Multiteam Intervention Reduces Risk of Cardiovascular Disease Complications - European Medical Journal

Multiteam Intervention Reduces Risk of Cardiovascular Disease Complications

IMPLEMENTATION of a team-based multicomponent programme, as opposed to standard care, has demonstrated a decrease in the risk of cardiovascular disease (CVD) and mortality in patients with hypertension.

This research was of a population-based, prospective, matched cohort design, comparing usual care with the Risk Assessment and Management Program for Hypertension (RAMP-HT), an intervention combining treatment and evaluation from multiple specialties. Patients undergoing RAMP-HT received three services alongside usual care: nurse-led risk assessments every 12–30 months, as well as both nurse interventions, and specialist consultations where necessary.

After risk assessments, care plans were also logged using electronic health records. Esther Yu, University of Hong Kong, China, described the benefits of this “action reminder system accessible at any public primary care clinic to support team members clinical decision making.” Comparatively, participants receiving usual care had physician-led care every 8–16 weeks.
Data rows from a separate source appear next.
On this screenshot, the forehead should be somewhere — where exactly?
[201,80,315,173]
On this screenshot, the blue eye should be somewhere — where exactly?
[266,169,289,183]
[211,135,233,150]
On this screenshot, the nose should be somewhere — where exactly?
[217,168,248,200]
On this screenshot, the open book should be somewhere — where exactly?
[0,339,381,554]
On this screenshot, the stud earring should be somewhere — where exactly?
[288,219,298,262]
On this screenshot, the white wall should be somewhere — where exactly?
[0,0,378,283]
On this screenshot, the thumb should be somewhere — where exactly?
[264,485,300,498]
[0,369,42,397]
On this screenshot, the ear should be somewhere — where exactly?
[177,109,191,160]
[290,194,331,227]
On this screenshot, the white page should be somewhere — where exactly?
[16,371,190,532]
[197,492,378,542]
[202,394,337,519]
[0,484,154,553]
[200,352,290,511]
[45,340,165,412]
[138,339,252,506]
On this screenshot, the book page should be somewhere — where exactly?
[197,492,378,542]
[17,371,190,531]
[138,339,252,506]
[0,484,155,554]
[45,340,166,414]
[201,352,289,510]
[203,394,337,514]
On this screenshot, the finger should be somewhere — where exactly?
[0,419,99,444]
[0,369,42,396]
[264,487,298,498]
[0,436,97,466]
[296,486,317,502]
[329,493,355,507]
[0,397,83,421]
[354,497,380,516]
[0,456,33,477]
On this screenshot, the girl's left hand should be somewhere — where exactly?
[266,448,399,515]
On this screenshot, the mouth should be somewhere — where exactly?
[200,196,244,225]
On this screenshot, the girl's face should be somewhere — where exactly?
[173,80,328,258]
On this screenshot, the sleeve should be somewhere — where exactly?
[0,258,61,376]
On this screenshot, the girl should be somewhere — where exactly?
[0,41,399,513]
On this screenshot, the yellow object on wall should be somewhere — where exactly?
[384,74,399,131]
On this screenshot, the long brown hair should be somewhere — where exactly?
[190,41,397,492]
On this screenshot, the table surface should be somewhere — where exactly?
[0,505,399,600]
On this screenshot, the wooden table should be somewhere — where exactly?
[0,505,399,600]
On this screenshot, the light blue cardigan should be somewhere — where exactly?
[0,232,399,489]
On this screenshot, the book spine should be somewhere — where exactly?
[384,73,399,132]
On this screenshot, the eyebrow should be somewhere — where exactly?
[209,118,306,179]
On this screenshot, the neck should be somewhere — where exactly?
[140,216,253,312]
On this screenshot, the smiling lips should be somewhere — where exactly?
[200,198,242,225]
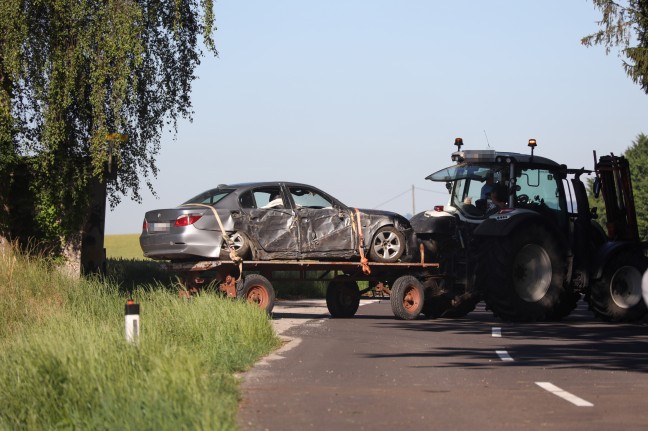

108,045 patents were assigned to the RAMP-HT group and 104, 662 to usual care, across 73 outpatient clinics in Hong Kong. All had uncomplicated hypertension and a mean age of 66 years. RAMP-HT participants had an 8.0% absolute risk reduction for CVD after 5 years, as well as a 1.6% absolute risk reduction for end-stage kidney disease, and a 10% absolute risk reduction for all-cause mortality.

Adjusting for baseline covariates, RAMP-HT participants also had a 42% lower risk of any CVD event (hazard ratio [HR]: 0.58; 95% confidence interval [CI]: 0.57–0.59); 38% lower risk of CVD (HR: 0.62; 95% CI: 0.61–0.64); 42% lower risk of end-stage kidney disease (HR: 0.54; 95% CI: 0.5–0.59); 17% lower risk of diabetes (HR: 0.83; 95% CI: 0.8–0.85); and 48% lower risk of all-cause mortality (HR: 0.52; 95% CI: 0.5–0.54), compared with usual care.

Yu and colleagues noted that risk reductions in mortality and CVD may be attributable to the combined effects of blood pressure and low-density lipoprotein cholesterol control. They concluded: “RAMP-HT participants had a higher likelihood or achieving blood pressure control and low density lipoprotein cholesterol control compared with usual care patients after 5 years, where a greater proportion of RAMP-HT participants were prescribed statins.” It was also noted that nurse-led risk assessments and interventions further helped to grow patient empowerment in self-care in areas such as smoking cessation, dietary modifications, and physical activity.

Limitations were acknowledged by Yu, who described that “the effect of implementing these strategies on the population level is unclear, and evidence for longer-term effects (> 24 months) on cardiovascular outcomes, mortality, or health service use remains sparse.” Future study should target these points.